L’administration poursuit assez systématiquement ces opérations de donation-cession sur le terrain de l’abus de droit . Toutefois pour obtenir gain de cause sur ce fondement : il lui faut en effet pouvoir démontrer la fictivité de la donation pour caractériser un abus de droit. Or cela lui est très malaisé compte tenu de la grande liberté qu’offre le droit civil en matière d’organisation des transmissions.

Le Gouvernement avait dans le cadre de la 3ème Loi de Finances rectificative pour 2012 proposé d’instaurer un nouveau régime légal d’imposition des plus-values, spécifique au cas des donations-cessions.

Pour résumé , le gouvernement avait proposé d’insérer un 1bis à l’article 150-0 D prévoyant, notamment, qu’en cas de cession, d’apport, de remboursement ou d’annulation de valeurs mobilières, de droits sociaux, de titres, dans un délai de deux ans suivant leur acquisition par voie de donation ou de don manuel :

  • Le prix d’acquisition des valeurs, titres ou droits concernés à retenir par le cédant pour la détermination du gain net de cession de ces valeurs, titres ou droits était leur prix ou leur valeur d’acquisition par le donateur augmenté des frais afférents à l’acquisition à titre gratuit, ou, si elle est inférieure, la valeur retenue pour la détermination des droits de mutation au moment de la transmission.

Ce régime adopté par les parlementaires a été censuré par le Conseil Constitutionnel.

Rappelons qu’en pratique, l’opération n’encourt aucune critique de la part de l’administration fiscale lorsque deux conditions sont vérifiées :

  • la donation est préalable à la mutation à titre onéreux des titres, cette dernière ne devant pas être engagée lorsque la donation sera consentie,

  • le prix de cession est appréhendé par le donataire, qui est alors le cédant.

Dans l’affaire soumise à sa censure le conseil d’Etat a justement considéré que cette chronologie était respectée.

Au cas particulier , l’administration fiscale avait dans le cadre d’un ESFP imposé un contribuable au titre de plus-values sur titres dégagées à l’occasion d’une cession de titre sur le fondement de l’article 150-0 A du CGI. Débouté de sa demande en décharge devant les juges du fonds, ce contribuable avait trouvé un écho favorable auprès de la Cour Administrative d’Appel de Bordeaux dont la décision vient d’être validée par la haute juridiction administrative.

Le point de désaccord portait sur la réalité de la chronologie ; l’administration comme les juges du fonds estimaient que la donation était postérieur à la cession.
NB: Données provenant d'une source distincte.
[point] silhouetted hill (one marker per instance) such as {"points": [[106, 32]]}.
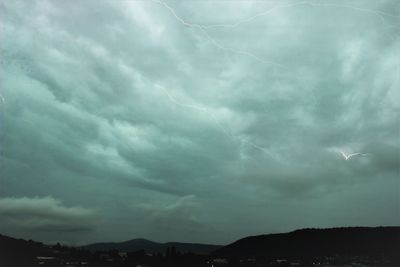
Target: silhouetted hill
{"points": [[317, 242], [151, 247]]}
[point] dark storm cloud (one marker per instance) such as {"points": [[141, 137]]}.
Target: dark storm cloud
{"points": [[210, 131], [45, 214]]}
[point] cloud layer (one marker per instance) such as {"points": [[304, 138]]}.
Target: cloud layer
{"points": [[227, 118], [45, 214]]}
Partant si la vente était parfaite avant la donation l’impôt sur les plus-values était donc exigible lors de la cession (antérieure à la donation).

Chronologie des opérations

  • En l’espèce, le contribuable avait par acte du 23 juin 2000 conclu une promesse de cessions d’actions avec la société X. L’article 6 de cette promesse (conditions suspensives) stipulait que la cession définitive était soumise à un audit avec une remise de rapport fixée au 27 juin 2000 et une faculté pour l’acquéreur de renoncer à cette acquisition au vu de ce rapport.

  • Par ailleurs par acte du 20 juin 2000 (enregistré le le 4 juillet) le contribuable avait déclaré avoir transféré à chacun de ses enfants 450 parts par deux ordres de mouvements inscrits sur le registre de la société le 16 juin 2000 .

  • Enfin le paiement des actions objet de la promesse est intervenu le 10 juillet 2000.

La haute juridiction considère qu’en vertu des clauses de la promesse , la condition tenant à la réalisation d’un audit « présentait un caractère suspensif impliquant que le transfert de propriété ne pouvait intervenir avant sa levée.» . Elle relève également que le paiement étant intervenu le 10 juillet, la donation était bien antérieure à la cession.

La chronologie étant respectée, le Conseil d’Etat a débouté l’administration et déchargé le contribuable de l’impôt de plus-value mis à sa charge.